The white supremacists’ shout of “You will not replace us” in Charlottesville, Va., has been heard around the world. Alt-right and white hate groups have been emboldened by the president’s words and actions. Swastikas, racist and anti-Semitic graffiti are on the rise. The hatemongers have even raised their heads again in Germany. Our communities’ moral compass seems to point toward destruction of society’s moral fabric.
A biblical story gives us a hint about our current state of affairs. Israel was a nation in crisis. It had lost its identity, hope and purpose. It had been strong but fell prey to its surroundings. The Israelites turned away from God, and their homeland was destroyed. The survivors were taken into captivity. They were the living dead (Ezek. 37:1-14).
God called Ezekiel to give hope to the people. Seeing the living dead, Ezekiel was asked if the people could be awakened from their stupor. God instructed Ezekiel to tell the people they would live, and they must have hope. Having hope meant listening and changing.

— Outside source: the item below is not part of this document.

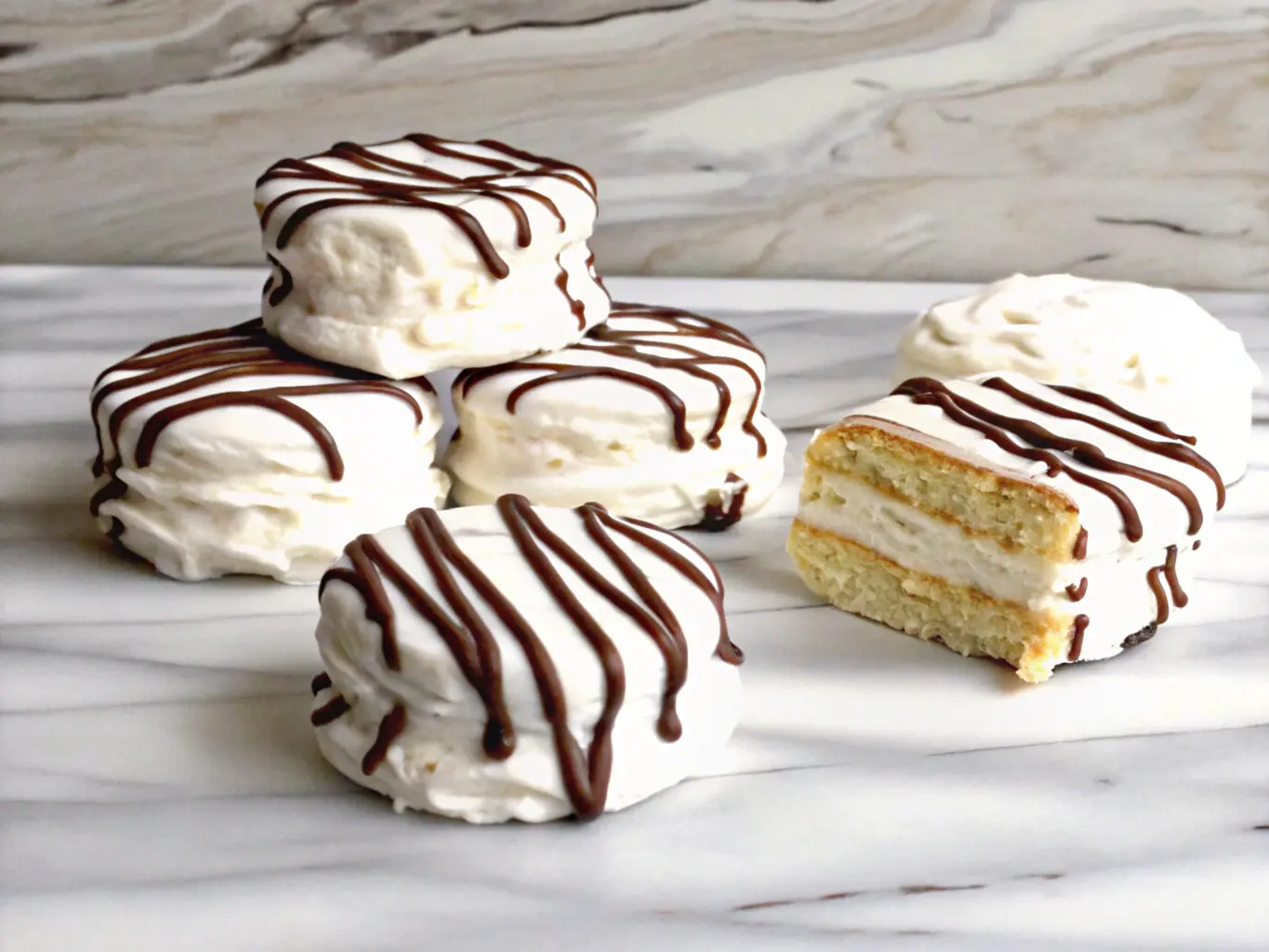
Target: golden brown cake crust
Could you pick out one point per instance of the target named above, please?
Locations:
(1017, 513)
(859, 580)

This is a familiar picture. Culturally, spiritually, religiously and morally, we are in a valley of dry bones today. Many are walking among us as the living dead, empty and spiritless.
Today is a defining moment for the Christian church. The business community, being financially motivated, has demonstrated a moral compass. It has denounced racism, bigotry and violence. But many evangelical leaders are mum or visibly supportive of racial attitudes and bigotry.
God’s query to Ezekiel remains the same for us. Can life be breathed back into lifeless, dry, spiritless and non-caring bodies?
Yes, it can!
Some Christian leaders are confronting racism and violence. They are setting an example of what God has commanded us to do. Pastors and teachers in white congregations hold the key to undoing racism, bigotry and violence. Some of their members are living in ways that make racism, bigotry and violence the norm. They may hide their true feelings with phrases like, “I don’t have bad feelings about blacks (or Hispanics or Muslims), but . . .” The hidden message is “. . . don’t ask me to live next to them.”
We are commissioned to preach and teach the radical gospel of Jesus. The gospel, the good news, is found in the acts of Jesus as he dealt with the political and social climate of his day. He taught a radical way of witnessing to the Beloved Community. We must have clarity and conviction about who Jesus is, or our words are voided by our inaction.
I ask you to read and faithfully teach about the Jesus found in the four Gospels. Help your members reach deep internally and live into God’s preferred future. Help them engage in self-discovery by becoming involved with the dispossessed. You might be surprised at the difference it makes.
During the presidential campaign, Donald Trump asked, “What do you have to lose?” The business community can see that if it does not distance itself from bigotry, it will lose money. What about Christians? Jesus asks, “What do you benefit if you gain the whole world but lose your own soul? Is anything worth more than your soul?” (Mark 8:36-37). We have our souls to lose.
We are the Ezekiels who can speak and teach the Word and take action that will bring restoration to our death valley. We have nothing to lose and everything to gain.
John Powell, of Ypsilanti, Mich., has worked as a pastor, preacher and teacher in Mennonite churches and institutions.